My senior year of high school, I started dealing with some not insignificant mental health issues. It’s actually really prevalent among musicians. I mean, you’d be surprised. I thought I had them under control. After graduating high school, I moved to New York where I continued to study with Mr. Jolley. I would study there just the one year and I had not reached a place where I had learned how to deal with them on a healthy, consistent basis.
So I ended up moving back to North Carolina and went to East Carolina University. It’s maybe 40 miles from where I grew up. And while I was there, I was still working through some of these mental health issues.
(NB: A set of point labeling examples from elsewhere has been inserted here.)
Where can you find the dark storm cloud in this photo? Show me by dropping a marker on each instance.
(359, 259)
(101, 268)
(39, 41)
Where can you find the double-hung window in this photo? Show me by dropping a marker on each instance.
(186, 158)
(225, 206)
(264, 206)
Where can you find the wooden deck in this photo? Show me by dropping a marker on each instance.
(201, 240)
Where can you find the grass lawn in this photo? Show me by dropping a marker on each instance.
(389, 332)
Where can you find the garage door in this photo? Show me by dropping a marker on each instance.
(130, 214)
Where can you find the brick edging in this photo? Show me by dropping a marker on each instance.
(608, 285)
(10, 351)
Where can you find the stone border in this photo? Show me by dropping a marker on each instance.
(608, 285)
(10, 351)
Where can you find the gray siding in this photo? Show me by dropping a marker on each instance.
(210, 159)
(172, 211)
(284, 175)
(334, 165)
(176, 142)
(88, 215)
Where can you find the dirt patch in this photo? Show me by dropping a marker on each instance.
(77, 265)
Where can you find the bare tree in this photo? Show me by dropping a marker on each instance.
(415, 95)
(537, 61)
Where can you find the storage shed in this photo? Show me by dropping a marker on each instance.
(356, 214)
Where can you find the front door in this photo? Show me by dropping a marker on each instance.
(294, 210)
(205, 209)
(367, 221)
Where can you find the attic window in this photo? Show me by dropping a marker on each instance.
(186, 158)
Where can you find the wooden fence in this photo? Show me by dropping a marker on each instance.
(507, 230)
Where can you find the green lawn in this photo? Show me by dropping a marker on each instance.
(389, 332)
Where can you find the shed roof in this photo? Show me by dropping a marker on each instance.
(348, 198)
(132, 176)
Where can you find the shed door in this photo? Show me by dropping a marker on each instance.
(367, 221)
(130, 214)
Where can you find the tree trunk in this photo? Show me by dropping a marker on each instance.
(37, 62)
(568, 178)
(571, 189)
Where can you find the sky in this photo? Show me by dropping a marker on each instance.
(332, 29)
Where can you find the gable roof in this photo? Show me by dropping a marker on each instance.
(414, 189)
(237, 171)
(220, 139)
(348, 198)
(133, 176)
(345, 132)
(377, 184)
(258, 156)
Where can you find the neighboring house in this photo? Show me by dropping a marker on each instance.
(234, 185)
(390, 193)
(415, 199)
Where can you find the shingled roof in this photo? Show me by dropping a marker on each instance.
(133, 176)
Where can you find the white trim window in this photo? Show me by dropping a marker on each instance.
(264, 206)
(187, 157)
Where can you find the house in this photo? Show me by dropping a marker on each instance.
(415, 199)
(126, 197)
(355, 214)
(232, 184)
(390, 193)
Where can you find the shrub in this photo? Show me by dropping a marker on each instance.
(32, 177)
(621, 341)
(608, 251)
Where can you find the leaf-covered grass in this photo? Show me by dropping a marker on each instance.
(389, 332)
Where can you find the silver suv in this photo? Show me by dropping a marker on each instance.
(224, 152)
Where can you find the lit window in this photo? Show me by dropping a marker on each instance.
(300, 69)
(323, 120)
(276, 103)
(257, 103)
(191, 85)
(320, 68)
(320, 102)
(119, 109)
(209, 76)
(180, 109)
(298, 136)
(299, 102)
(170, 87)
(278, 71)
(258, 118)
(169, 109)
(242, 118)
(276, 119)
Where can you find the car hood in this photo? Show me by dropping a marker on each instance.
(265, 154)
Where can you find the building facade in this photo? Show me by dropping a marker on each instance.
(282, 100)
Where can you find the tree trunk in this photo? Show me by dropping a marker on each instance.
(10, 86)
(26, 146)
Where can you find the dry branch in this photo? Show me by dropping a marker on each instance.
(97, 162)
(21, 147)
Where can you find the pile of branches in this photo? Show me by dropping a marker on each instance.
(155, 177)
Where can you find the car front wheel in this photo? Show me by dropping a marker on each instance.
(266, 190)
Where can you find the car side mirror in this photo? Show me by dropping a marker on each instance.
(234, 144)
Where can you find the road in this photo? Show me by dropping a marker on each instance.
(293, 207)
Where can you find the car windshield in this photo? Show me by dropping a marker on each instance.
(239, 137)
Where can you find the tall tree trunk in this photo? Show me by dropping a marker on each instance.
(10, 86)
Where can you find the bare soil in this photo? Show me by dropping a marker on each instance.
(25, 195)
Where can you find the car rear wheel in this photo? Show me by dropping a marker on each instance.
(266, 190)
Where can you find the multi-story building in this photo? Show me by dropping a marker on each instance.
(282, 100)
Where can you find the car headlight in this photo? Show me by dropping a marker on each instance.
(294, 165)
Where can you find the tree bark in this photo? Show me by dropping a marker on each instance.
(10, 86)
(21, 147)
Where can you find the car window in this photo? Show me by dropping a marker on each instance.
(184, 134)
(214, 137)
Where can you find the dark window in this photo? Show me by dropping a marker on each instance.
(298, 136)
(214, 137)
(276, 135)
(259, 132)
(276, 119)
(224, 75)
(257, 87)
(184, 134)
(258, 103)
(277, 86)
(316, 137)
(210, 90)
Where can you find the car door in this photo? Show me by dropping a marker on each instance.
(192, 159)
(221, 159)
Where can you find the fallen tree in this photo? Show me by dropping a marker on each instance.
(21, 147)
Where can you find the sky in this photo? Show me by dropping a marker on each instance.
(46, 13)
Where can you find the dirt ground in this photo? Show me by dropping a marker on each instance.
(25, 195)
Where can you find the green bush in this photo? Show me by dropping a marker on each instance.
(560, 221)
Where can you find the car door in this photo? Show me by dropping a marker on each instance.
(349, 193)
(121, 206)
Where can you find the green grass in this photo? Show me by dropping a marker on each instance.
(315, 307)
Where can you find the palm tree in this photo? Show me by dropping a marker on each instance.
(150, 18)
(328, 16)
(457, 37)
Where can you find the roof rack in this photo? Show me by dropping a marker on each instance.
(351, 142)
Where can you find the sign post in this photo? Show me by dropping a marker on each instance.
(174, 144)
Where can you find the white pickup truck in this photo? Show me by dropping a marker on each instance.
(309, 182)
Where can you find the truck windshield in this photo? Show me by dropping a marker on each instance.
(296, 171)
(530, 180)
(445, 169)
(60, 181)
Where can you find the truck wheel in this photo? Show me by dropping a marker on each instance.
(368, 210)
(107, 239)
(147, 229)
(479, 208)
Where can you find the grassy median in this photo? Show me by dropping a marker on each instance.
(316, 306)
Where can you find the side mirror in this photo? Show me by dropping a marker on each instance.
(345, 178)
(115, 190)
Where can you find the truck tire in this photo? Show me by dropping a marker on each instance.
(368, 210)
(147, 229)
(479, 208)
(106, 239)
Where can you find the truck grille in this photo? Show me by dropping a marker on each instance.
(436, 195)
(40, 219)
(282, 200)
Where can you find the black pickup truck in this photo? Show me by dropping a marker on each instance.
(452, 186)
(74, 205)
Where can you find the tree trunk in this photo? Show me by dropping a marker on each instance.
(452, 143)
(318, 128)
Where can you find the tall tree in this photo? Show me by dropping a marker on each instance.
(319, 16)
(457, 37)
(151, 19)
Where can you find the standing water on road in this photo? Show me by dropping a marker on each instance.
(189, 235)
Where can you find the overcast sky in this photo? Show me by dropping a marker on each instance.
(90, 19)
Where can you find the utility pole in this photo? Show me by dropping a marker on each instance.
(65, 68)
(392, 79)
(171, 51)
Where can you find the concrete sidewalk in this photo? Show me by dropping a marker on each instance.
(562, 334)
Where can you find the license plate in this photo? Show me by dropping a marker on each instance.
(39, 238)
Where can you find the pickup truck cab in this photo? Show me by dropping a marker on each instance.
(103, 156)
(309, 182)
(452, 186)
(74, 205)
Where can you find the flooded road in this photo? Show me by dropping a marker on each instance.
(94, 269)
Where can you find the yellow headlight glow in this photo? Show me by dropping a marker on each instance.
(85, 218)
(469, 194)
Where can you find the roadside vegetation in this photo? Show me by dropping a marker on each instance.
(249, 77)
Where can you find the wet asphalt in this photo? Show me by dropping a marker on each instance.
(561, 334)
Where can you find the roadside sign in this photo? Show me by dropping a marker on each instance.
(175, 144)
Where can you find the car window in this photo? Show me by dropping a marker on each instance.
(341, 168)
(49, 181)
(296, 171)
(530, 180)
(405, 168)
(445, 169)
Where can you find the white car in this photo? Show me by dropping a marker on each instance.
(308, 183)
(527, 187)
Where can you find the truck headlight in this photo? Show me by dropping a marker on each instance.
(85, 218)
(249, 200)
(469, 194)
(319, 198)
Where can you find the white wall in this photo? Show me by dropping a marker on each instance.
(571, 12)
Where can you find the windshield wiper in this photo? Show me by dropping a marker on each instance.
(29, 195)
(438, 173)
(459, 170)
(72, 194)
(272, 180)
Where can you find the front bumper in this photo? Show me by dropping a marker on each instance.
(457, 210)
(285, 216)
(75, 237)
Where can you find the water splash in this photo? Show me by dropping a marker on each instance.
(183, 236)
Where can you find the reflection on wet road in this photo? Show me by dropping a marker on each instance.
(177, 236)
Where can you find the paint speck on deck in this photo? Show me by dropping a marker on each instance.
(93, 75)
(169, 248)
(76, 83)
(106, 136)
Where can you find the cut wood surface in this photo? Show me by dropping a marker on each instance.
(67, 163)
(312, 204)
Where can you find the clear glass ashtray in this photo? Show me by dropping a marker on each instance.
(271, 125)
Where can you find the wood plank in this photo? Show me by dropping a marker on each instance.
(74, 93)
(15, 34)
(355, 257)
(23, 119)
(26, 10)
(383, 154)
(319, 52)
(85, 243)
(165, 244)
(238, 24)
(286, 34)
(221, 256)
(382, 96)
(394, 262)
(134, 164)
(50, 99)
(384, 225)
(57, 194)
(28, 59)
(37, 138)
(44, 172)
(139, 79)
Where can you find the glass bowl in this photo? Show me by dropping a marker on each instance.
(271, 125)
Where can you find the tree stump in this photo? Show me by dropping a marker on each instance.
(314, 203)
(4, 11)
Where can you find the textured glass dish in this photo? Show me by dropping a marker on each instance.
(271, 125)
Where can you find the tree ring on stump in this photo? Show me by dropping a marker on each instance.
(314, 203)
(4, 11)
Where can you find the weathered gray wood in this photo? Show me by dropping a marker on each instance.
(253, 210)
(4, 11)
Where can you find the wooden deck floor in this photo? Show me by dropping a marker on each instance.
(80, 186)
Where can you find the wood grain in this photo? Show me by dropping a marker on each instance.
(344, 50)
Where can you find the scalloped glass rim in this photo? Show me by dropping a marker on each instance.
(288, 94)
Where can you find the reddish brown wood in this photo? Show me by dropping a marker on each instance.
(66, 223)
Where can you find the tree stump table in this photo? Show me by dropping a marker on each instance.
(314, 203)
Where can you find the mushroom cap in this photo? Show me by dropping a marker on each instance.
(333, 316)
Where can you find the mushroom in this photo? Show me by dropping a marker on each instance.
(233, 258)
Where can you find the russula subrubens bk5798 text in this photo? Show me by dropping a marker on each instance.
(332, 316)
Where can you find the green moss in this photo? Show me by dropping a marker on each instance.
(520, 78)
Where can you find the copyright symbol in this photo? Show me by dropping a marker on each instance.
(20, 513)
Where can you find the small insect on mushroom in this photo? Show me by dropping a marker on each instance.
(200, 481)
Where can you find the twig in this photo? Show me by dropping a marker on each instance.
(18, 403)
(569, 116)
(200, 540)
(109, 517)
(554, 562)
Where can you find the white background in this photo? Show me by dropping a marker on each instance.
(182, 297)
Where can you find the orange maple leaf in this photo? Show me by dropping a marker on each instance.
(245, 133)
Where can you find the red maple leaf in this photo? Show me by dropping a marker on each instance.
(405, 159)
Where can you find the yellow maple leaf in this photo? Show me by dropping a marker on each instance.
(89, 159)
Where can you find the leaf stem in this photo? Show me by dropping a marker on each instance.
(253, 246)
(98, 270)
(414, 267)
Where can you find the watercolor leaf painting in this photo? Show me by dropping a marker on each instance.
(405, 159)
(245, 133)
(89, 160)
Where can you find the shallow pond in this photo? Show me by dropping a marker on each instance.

And I got interested in conducting.
It would seem on the surface, like someone with mental health issues and anxiety about playing music, you would think immediately, conducting would make it worse somehow because of the level of responsibility and all that. But what I found was when you’re playing French horn, it’s all about what you do at the concert. It’s all about delivering the goods at the show, and for a conductor, the most important thing you do is the rehearsal process and preparing the product for performance.
This sort of farm boy work ethic really paid off.
I mean there are limitations to how many hours a day you can spend playing the French horn, but it’s not nearly as limited with studying scores or conducting. Being a conductor is about being a well-rounded musician. You’re not as much a specialist and you spend a lot of time studying scores. There’s not as much physical fatigue. You’re not limited by an instrument.
It’s an impossible thing to nail down with words. The feeling that you have, the feelings and emotions that music can draw out of you, it’s indescribable. That coupled with the long legacy and tradition of what classical music is, to know that this music has been affecting people for hundreds of years in a profound way that really can help us develop emotionally as human beings. I’m proud to be a part of that legacy and tradition, and I know what it does for me and it’s somebody’s responsibility to keep it going.